Кора потянула на себя дрожащую от старости дверь. Конец распустившейся веревки запутал пальцы и она постояла, пожимаясь от ночного холода плечами, – не отпуская прижатого к груди свертка, шевелила рукой, стряхивая веревку.
“Смотреть буду, одна”… Ступила в темноту. Постояла, все не решаясь положить сверток, но надо ведь разжечь очаг, а то вовсе темно. Опустившись на корточки, положила тряпку сбоку, у порога. Проползла, не поднимаясь с колен, к середине комнаты, нащупала под камнем очага сплетенную из лыка коробку. Достала черкушку и кусочек скреба. Откинула каменный диск с домика очага и чиркнула. Огонек осветил кучку полуобгоревших лучино. Вот хорошо, не надо идти в чулан за растопкой, видно, Корути убежал на праздник и очаг сам потух.
Огонь, потрескивая, ел щепки и толстел, наливался прыгающим светом. Когда вытянул над квадратными камнями языки, разглядывая стены с черными полками и старые сундуки по углам, Кора оглянулась на сверток. Подойдя, взяла его и, не разворачивая, пошла к двери – запереть. И только убедившись, что сырая веревка закручена на несколько узлов, вернулась к очагу и села, скрестив ноги, натягивая на острых коленях юбку. Повернулась к свету, чтобы огонь тоже смотрел. И стала медленно разворачивать тряпье.
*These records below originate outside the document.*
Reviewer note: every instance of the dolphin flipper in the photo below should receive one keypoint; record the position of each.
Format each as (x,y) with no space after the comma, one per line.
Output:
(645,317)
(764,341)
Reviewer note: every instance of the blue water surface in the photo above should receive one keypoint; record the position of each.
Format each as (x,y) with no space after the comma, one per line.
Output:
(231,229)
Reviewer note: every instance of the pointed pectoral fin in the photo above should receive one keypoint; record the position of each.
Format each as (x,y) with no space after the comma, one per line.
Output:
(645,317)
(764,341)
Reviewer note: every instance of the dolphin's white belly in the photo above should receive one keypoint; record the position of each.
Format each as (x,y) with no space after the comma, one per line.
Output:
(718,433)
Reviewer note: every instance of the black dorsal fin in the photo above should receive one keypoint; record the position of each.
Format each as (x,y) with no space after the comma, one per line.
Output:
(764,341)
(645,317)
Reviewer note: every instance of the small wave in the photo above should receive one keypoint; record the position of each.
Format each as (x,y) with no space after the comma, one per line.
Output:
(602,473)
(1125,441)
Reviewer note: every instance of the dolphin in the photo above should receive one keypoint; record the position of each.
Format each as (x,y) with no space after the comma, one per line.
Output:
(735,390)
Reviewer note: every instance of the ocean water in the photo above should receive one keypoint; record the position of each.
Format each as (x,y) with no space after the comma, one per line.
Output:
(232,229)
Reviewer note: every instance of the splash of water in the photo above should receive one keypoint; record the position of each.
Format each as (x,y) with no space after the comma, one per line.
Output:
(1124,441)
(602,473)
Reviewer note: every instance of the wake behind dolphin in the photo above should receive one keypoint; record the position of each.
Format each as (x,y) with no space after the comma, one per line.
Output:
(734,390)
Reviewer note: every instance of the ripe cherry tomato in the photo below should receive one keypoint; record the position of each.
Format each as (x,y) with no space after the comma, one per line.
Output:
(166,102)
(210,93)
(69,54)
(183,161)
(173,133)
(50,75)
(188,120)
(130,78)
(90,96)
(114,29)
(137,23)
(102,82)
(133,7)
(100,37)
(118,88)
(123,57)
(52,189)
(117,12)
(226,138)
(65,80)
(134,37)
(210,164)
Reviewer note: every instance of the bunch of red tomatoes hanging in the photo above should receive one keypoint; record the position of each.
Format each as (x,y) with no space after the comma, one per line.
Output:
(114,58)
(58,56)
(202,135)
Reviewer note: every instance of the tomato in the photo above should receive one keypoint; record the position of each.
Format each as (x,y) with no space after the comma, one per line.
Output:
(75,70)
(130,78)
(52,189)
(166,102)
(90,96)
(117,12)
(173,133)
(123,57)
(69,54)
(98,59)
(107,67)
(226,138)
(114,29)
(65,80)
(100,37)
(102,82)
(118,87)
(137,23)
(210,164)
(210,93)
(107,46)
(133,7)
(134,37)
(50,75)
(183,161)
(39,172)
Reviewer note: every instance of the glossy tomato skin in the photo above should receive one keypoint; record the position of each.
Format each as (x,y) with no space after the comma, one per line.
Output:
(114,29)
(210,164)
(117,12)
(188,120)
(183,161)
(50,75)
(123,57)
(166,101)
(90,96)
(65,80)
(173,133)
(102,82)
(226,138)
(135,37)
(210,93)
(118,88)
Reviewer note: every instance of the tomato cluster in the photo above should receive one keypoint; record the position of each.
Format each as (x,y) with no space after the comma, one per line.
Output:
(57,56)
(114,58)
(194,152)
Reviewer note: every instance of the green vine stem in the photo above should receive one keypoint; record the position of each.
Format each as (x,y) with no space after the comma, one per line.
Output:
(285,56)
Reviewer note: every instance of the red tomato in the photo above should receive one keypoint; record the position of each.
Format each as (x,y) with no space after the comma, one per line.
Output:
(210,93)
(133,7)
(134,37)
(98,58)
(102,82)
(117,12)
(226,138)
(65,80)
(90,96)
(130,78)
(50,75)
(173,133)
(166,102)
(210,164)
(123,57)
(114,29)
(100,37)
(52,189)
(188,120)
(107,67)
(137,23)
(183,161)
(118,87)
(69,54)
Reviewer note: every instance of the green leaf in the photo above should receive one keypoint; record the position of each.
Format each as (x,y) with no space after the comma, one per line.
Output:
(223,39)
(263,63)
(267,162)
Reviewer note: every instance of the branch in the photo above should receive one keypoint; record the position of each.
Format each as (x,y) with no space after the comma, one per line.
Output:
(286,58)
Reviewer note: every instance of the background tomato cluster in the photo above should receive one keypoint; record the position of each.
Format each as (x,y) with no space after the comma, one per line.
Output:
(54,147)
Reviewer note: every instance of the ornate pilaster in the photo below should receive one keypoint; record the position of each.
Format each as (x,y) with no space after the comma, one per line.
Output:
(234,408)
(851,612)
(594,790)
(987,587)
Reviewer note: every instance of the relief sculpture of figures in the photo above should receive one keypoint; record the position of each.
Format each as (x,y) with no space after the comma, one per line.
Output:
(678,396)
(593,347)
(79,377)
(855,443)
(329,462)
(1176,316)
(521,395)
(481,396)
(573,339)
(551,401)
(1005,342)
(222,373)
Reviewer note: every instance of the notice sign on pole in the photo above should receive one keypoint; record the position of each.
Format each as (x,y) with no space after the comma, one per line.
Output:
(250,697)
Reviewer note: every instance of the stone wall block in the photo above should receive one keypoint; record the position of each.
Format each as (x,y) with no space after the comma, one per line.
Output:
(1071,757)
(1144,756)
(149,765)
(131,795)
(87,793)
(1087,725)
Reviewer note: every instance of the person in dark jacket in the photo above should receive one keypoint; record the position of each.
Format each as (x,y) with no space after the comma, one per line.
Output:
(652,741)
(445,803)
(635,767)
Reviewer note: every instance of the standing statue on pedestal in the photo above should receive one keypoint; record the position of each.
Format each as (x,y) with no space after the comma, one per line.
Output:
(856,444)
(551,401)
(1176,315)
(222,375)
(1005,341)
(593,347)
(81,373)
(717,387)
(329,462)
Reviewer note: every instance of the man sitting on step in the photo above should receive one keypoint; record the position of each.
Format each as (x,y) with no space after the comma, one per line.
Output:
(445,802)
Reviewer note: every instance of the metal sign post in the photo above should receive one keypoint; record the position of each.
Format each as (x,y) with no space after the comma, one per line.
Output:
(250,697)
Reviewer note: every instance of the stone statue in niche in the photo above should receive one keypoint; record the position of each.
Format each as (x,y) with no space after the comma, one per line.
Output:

Огонь трещал, облизывая жарким языком толстое полешко. Красные блики плыли по круглому, размером с голову младенчика, прозрачному шару. И зажигались точками на светлом металле второй Вещи. Кора взяла тяжелый шар в руки и стала смотреть. В темных глазах, полуприкрытых нависшими веками, мелькали огоньки и такие же прыгали по шару, соскальзывали и снова взбирались по гладкому боку. Она вздохнула, потому что сердцу не хватало места в груди. Насмотревшись на шар сверху, приподняла его и стала разглядывать на просвет.
Внутри прозрачности плыл город. С башенками и шпилями, с круглыми кровлями над крепенькими домами. Ажурная городская стена окружена пышными деревьями джунглей. Деревья висели, склоняясь над стеной, пролезали в проемы, забегали на узкие улочки и широкие площади. В некоторых домах даже выглядывали из окон, свешивая вниз кудрявые ветки. Не было людей на улицах и около домов, но город жил, дышал и смотрел ей в глаза по-разному прорезанными в теплых стенах окнами.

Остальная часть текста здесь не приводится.